Life happens. And with that reality check comes the need for all couples — especially newlyweds — to take control of their circumstances in order to ensure a more financially stable future for themselves and their families.  

Insurance professionals whose clients include recently married couples are in a key position to remind them of the importance of having their estate planning documents in order. Most couples who are just starting out in life simply are not aware of the financial and legal consequences of what would happen without the proper planning.   

While many smart couples began to do basic financial planning long before the wedding — such as preparing a monthly budget, deciding whether to rent or buy, and agreeing on whose furniture to keep — some couples overlook the importance of the following:  

Life insurance beneficiary designations: Immediately update the beneficiary information on life insurance coverage, including group coverage at work. This will ensure that in the event of death, the surviving spouse receives the proceeds, versus parents or a former significant other who may have been a previous choice as beneficiary. 

Titling jointly owned property: It’s important to correctly title jointly owned property. Married couples should consider Tenants by Entireties form of ownership (TBE). TBE property can protect both parties from an individual spouse’s creditors seeking to attach the assets. For example, if one spouse injures a third party in a car accident, the injured party likely will not be able to take the TBE brokerage account in a lawsuit.

Durable power of attorney: Married couples often believe that they have the authority to make financial and legal decisions for each other, but this is not true. If for any reason one spouse becomes incapacitated, a durable power of attorney will enable the other spouse to act as legal agent. Executing respective powers of attorney means couples will avoid the expense and delay of court guardianship proceedings should the unexpected occur.

Health care surrogate: In the event of a medical emergency where either spouse requires medical care but is unable to communicate, the designated health care surrogate will have the legal authority to make decisions on the other spouse’s behalf.

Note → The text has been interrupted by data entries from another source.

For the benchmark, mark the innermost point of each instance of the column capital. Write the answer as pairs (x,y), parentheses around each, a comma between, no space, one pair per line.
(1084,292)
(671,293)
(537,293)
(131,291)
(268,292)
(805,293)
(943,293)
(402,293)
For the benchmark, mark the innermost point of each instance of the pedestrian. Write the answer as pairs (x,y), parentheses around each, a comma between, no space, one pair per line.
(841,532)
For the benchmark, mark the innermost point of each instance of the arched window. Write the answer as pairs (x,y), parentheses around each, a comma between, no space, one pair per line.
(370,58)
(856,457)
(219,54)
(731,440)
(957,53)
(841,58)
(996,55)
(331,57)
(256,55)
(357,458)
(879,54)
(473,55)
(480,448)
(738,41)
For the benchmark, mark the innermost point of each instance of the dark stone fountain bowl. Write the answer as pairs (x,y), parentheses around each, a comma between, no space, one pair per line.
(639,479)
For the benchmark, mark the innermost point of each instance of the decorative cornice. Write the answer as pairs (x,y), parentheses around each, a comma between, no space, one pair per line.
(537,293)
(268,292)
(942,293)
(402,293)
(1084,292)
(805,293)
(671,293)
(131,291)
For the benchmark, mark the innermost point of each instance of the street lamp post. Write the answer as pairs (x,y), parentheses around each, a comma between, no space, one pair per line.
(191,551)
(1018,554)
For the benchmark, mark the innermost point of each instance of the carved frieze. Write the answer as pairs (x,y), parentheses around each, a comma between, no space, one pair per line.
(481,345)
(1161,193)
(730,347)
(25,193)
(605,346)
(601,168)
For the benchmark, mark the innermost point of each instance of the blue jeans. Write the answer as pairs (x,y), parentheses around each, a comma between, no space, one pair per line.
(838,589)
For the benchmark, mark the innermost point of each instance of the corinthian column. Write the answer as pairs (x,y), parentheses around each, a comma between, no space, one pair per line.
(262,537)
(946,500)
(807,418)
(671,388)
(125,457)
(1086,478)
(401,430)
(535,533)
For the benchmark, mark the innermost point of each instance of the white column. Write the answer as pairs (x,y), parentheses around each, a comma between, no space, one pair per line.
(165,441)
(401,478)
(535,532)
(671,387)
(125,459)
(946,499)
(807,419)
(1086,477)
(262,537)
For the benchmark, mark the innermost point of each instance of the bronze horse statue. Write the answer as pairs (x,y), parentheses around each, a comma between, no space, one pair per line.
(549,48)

Couples should be sure to nominate each other as health care proxies.

Revocable living trust and will: If couples own property and have investment accounts, they should consider setting up a trust. This will ensure that, in the event of unexpected death, assets may be transferred to the designated beneficiaries without going through the costly and time-consuming probate process.

Living will (advance health care directive):  It’s important that each spouse understand the other’s wishes for certain medical situations and end-of-life decisions. A living will makes it clear whether or not the individual wants to be kept on life support. 

Guardian for minor children: In the case of newlyweds with an existing child by a previous relationship, naming a guardian to care for the child is an important part of one’s estate plan, especially if the child’s other natural parent is no longer in the picture. Consider appointing a trustee to manage the child’s inheritance as the beneficiary of your revocable living trust until the child comes of legal age.

Once all the legal documents are in place, it doesn’t stop there. Because “life happens,” young couples can count on the fact that family dynamics and circumstances will continue to change over time. Children are born, assets grow, family relationships evolve, and so should one’s estate plan. Moreover, while the suggestions above comprise typical elements of estate planning, the list is not necessarily comprehensive. A good rule of thumb is to create an estate plan with your attorney and financial advisor, then sit down to review it at least once every five years.